As of 2012, the VVS operated a total of 61 air bases, including 26 air bases with tactical aircraft, of which 14 are equipped with fighter aircraft. In terms of flight hours, pilots in the Western Military District averaged 125 hours over the 2012 training year. Pilots from the Kursk air base achieved an average of 150 hours, with transport aviation averaging 170 hours.

In February 2014, during the early periods of Russia's annexation of Crimea, the assets of the VVS in the Southern Military District were activated and flown to the peninsula for supporting the rest of the operations.

On 1 August 2015, the Russian Air Force, along with the Russian Aerospace Defence Forces and the Air Defense Troops, were merged into a new branch of the armed forces, now officially called the Russian Aerospace Forces.

On 30 September 2015, the VVS launched a military intervention in Syria, in Syria's Homs region.
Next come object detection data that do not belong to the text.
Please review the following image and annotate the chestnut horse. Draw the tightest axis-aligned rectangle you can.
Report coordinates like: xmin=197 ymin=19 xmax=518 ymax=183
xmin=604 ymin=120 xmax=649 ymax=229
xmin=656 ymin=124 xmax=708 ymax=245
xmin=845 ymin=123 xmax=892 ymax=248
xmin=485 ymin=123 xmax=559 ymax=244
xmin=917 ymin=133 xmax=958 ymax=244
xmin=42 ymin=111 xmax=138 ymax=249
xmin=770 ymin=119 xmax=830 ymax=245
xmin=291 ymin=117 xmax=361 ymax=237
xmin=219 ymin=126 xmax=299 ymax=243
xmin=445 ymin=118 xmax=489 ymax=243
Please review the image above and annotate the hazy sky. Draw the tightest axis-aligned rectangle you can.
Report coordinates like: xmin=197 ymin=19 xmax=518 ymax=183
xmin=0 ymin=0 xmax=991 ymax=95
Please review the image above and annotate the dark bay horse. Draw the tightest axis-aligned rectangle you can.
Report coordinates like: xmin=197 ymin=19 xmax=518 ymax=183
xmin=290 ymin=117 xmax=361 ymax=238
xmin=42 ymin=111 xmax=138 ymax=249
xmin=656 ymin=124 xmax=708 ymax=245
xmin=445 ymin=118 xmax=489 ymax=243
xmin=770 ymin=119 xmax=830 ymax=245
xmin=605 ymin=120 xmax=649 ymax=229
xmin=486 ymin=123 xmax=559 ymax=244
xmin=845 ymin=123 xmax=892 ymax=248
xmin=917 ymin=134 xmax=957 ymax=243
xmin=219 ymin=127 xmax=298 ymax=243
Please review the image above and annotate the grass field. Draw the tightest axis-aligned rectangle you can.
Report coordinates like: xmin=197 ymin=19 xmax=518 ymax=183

On 24 November 2015, during a bombing mission, a Turkish Air Force F-16 shot down a Russian Sukhoi Su-24 that Turkey claimed had violated its airspace.

In March 2020, the indiscriminate bombing of civilian targets by the VVS in Syria has been described as "amounting to war crime" by a United Nations Human Rights Council report.

On 9 November 2020, a Russian Mil Mi-24 attack helicopter was shot down mistakenly by the Azerbaijani Armed Forces during the 2020 Nagorno-Karabakh war killing 2 crew members and injuring 1 more. Days later, after the signing of the ceasefire agreement, Russian peacekeepers were deployed to Nagorno-Karabakh with aviation for patrolling its borders.

2021–present

Modernization plans and programs carried out since the 2010s are being continued into 2021 as a part of Russia's State Armament Program for 2018–2027.

VVS role in the Russian invasion of Ukraine

On  24 February 2022, the VVS was deployed in support of the invasion of Ukraine. The VVS had reportedly deployed about 300 combat aircraft within range of Ukraine. Aircraft have also been deployed in Belarus for sorties over Ukraine.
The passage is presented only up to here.